3. Kritik Impressionis
Karakteristik
  • Seniman mereproduksi karyanya sendiri atau orang lain dengan konsekuensi adanya kejemuan, sedang kritik selalu berubah dan berkembang. Impresi terhadap karya mempengaruhi perancang untuk membuat perubahan dan perkembangan dalam karya-karya berikutnya.
  • Kritik impressionis adakalanya dipandang sebagai parasit karena seringkali menggunakan karya seni atau bangunan sebagai dasar bagi pembentukan karya keseniannya. Karya yang telah ada menjadi kendaraan untuk menghasilan karya seni lain melalui berbagai metode penyajian.
  • Karya yang asli berjasa bagi kritik sebagai area eksplorasi karya-karya baru yang berbeda. Begitu juga sebaliknya kritik akan membaerikan impresi bagi pengkayaan rasa, pengalaman dan apresiasi terhadap perkembangan teoritik ke depan.
  • Kecantikan, memberi kepada penciptaan unsur yang universal dan estetik, menjadikan kritikus sebagai kreator, dan menghembuskan ribuan benda yang berbeda yang belum pernah hadir dalam benaknya, yang kemudian terukir pada patung-patung, terlukis pada panel-panel dan terbenam dalam permata-permata.
  •  Kritik Impresionistik dapat berbentuk :
            Verbal Discourse                    : Narasi verbal puisi atau prosa

            Caligramme                             : Paduan kata yang membentuk silhouette

            Painting                                    : Lukisan

            Photo image                             : Imagi foto

            Modification of Building       : Modifikasi bangunan

            Cartoon                                     : Focus pada bagian bangunan sebagai  lelucon.

Contoh bangunan dengan metode kritik evokasi: 
  
Kantor Pos - Jalan Banda, Bandung

Kantor pos yang terletak di Jalan Banda, Kota Bandung ini merupakan salah satu bangunan hasil modernisasi.
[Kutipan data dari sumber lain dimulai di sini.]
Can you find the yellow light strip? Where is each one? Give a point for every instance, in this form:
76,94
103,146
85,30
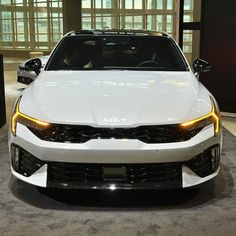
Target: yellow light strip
211,114
18,113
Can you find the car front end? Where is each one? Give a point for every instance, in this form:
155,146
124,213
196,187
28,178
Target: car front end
115,129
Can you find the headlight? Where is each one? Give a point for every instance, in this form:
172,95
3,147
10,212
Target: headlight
18,117
212,118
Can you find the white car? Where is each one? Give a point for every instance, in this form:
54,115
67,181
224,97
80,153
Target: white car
116,110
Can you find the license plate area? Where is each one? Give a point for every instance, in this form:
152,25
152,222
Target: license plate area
114,174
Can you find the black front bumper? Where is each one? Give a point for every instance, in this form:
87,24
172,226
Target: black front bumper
115,176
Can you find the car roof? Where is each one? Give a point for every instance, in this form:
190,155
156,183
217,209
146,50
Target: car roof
118,32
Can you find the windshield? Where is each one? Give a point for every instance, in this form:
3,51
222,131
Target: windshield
117,52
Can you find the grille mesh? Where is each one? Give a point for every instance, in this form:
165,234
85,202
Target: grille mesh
65,174
146,134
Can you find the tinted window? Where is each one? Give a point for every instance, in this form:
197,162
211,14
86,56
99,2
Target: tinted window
117,52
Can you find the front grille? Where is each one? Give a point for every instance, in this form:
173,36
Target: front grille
77,175
146,134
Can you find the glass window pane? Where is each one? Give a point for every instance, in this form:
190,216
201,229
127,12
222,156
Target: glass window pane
86,3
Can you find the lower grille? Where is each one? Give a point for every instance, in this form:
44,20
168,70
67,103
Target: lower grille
83,133
75,175
23,162
206,163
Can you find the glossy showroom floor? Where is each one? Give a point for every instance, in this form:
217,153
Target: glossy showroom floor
24,210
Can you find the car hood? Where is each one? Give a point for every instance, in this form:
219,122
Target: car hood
115,98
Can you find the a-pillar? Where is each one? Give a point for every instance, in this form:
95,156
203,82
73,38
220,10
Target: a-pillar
72,17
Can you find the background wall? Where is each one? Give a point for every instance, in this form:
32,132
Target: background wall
218,47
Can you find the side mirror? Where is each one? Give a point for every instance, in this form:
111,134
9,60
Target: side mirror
200,65
34,64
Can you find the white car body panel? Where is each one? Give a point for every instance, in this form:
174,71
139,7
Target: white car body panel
115,98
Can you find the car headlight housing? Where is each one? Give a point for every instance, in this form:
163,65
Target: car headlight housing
18,117
211,118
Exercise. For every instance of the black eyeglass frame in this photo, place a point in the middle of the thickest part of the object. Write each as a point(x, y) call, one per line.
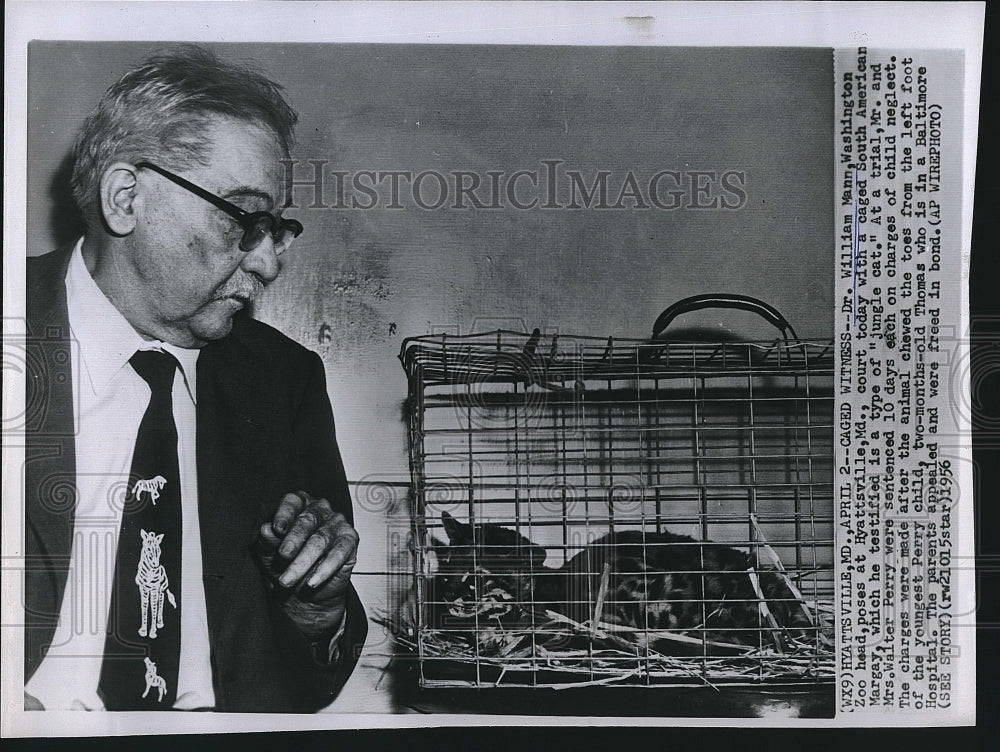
point(249, 221)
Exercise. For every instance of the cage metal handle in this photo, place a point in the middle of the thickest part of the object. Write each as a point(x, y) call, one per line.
point(722, 300)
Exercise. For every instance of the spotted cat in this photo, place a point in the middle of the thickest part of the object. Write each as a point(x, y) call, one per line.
point(491, 577)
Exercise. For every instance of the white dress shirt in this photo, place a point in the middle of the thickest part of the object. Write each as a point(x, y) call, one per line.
point(110, 399)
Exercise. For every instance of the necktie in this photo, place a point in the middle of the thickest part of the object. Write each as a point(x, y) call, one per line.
point(142, 647)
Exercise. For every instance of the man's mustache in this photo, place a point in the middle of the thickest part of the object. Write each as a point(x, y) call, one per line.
point(245, 287)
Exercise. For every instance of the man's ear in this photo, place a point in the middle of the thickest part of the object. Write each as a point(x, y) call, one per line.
point(119, 194)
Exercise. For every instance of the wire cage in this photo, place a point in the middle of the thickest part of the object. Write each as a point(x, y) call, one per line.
point(592, 510)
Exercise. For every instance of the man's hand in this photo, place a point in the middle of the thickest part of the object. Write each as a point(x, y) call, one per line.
point(310, 552)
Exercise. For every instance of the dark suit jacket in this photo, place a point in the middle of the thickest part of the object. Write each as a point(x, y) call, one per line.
point(265, 427)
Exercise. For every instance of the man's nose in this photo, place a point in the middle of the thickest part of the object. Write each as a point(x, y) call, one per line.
point(262, 261)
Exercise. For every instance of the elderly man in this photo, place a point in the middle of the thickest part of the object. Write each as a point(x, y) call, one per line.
point(189, 531)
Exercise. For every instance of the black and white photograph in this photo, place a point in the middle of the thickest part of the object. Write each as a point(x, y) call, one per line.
point(374, 375)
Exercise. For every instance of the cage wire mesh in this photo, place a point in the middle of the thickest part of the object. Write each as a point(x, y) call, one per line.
point(607, 511)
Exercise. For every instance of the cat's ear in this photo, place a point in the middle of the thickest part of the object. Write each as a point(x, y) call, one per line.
point(457, 531)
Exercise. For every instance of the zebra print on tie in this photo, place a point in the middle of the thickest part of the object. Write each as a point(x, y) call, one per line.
point(142, 648)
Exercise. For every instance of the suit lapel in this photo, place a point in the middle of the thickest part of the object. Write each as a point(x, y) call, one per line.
point(232, 429)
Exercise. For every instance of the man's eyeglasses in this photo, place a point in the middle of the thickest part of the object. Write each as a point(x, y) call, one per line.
point(256, 225)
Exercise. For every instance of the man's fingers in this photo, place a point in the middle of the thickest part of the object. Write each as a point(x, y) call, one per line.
point(313, 517)
point(323, 555)
point(313, 550)
point(269, 538)
point(343, 553)
point(288, 509)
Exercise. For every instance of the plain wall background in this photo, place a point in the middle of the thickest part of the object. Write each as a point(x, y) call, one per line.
point(358, 282)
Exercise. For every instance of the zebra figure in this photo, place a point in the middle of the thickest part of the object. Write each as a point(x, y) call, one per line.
point(151, 578)
point(154, 680)
point(151, 486)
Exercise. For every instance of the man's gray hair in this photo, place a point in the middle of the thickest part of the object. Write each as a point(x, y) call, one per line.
point(158, 112)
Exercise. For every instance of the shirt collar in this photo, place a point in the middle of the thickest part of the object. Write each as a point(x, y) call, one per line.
point(104, 337)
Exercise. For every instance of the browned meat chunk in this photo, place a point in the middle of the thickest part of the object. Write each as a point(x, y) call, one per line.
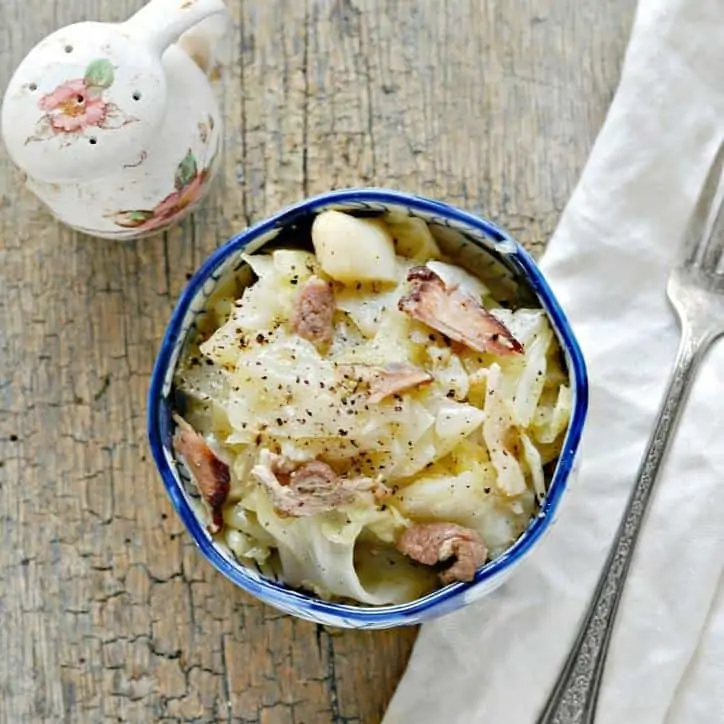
point(386, 381)
point(313, 487)
point(210, 474)
point(456, 314)
point(431, 543)
point(313, 311)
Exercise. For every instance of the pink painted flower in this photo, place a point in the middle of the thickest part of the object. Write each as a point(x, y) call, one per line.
point(72, 107)
point(189, 183)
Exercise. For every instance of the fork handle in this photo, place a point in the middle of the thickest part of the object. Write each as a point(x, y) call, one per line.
point(575, 694)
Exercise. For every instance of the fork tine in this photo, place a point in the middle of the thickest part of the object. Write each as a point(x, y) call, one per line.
point(701, 245)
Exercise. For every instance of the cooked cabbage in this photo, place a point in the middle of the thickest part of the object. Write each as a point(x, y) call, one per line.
point(455, 435)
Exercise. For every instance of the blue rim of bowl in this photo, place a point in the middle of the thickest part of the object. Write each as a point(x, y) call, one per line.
point(273, 592)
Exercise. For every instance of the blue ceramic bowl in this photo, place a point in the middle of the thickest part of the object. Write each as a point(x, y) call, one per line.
point(475, 243)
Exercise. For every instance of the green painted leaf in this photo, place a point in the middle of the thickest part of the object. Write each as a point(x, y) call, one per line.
point(99, 74)
point(132, 219)
point(186, 171)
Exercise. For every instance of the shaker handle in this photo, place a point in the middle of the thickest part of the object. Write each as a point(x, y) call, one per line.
point(162, 22)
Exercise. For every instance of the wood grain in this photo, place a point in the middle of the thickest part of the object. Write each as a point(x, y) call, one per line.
point(107, 612)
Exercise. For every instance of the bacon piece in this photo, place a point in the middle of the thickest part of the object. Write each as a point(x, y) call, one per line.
point(210, 474)
point(456, 314)
point(314, 311)
point(431, 543)
point(312, 487)
point(386, 381)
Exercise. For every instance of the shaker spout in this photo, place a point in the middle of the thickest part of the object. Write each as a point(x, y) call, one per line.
point(162, 22)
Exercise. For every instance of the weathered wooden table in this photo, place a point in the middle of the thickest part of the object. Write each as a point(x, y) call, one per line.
point(107, 612)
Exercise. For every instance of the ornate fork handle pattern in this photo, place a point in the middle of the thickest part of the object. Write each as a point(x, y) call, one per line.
point(575, 694)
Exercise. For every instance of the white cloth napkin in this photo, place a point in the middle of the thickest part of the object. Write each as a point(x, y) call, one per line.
point(494, 662)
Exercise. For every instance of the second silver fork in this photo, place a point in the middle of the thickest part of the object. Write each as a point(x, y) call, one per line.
point(696, 291)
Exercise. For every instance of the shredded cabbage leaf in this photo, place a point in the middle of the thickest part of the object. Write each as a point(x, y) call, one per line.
point(468, 446)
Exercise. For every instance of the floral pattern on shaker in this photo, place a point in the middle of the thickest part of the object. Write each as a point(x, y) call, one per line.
point(79, 104)
point(189, 183)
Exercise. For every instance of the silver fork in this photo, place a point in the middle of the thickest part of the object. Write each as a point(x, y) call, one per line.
point(696, 290)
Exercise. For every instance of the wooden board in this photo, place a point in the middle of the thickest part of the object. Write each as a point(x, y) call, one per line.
point(107, 612)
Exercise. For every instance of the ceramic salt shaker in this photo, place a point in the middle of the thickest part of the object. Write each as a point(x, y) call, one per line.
point(115, 125)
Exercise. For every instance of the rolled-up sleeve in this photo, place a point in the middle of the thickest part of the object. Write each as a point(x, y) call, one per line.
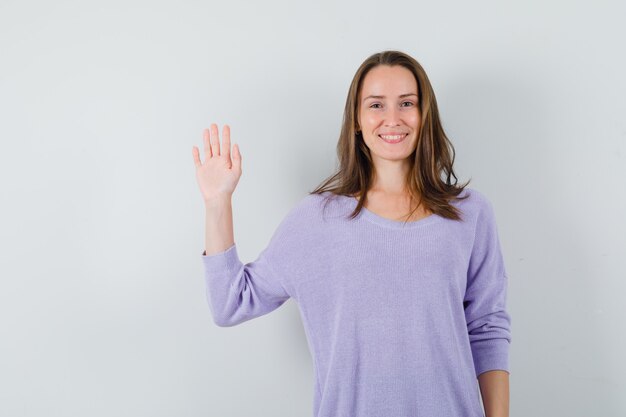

Bangunan ini sebelumnya merupakan salah satu kantor pos yang berada di Kota Bandung. Kini bangunan ini difungsikan sebagai bangunan komersiil yaitu sebuah factory outlet yang diberi nama STAMP Factory Outlet. Bangunan yang semula mengambil konsep bangunan bergaya Belanda, kini ditambah dengan sebuah tampilan fasad bangunan yang lebih modern dengan adanya sebuah lorong di entrance dengan bentuk menyerupai huruf "A" yang merupakan logo dari Factory Outlet tersebut. Fasad terlihat modern dengan penggunaan material kaca film berwarna gelap pada atap dari tambahan fasad yang baru. Dengan adanya penambahan warna mencolok pada fasad baru dan beberapa bagian dari bangunan inti menjadikan bangunan Kantor Pos - Jalan Banda, Kota Bandung ini terlihat modern namun tidak menghilangkan bentukan aslinya yang bergaya kolonial.

 Kantor Pos - Jalan Banda, Bandung.

Kesimpulan
Dari yang kita ketahui bangunan publik di kota Bandung memiliki nilai sejarah yang tinggi. Adapun proses modernisasi yang dilakukan pada bangunan tidak menghilangkan bentuk aslinya yang bergaya Belanda tersebut. Sehingga bangunan yang memiliki nilai sejarah tinggi itu ada baiknya untuk kita lestarikan.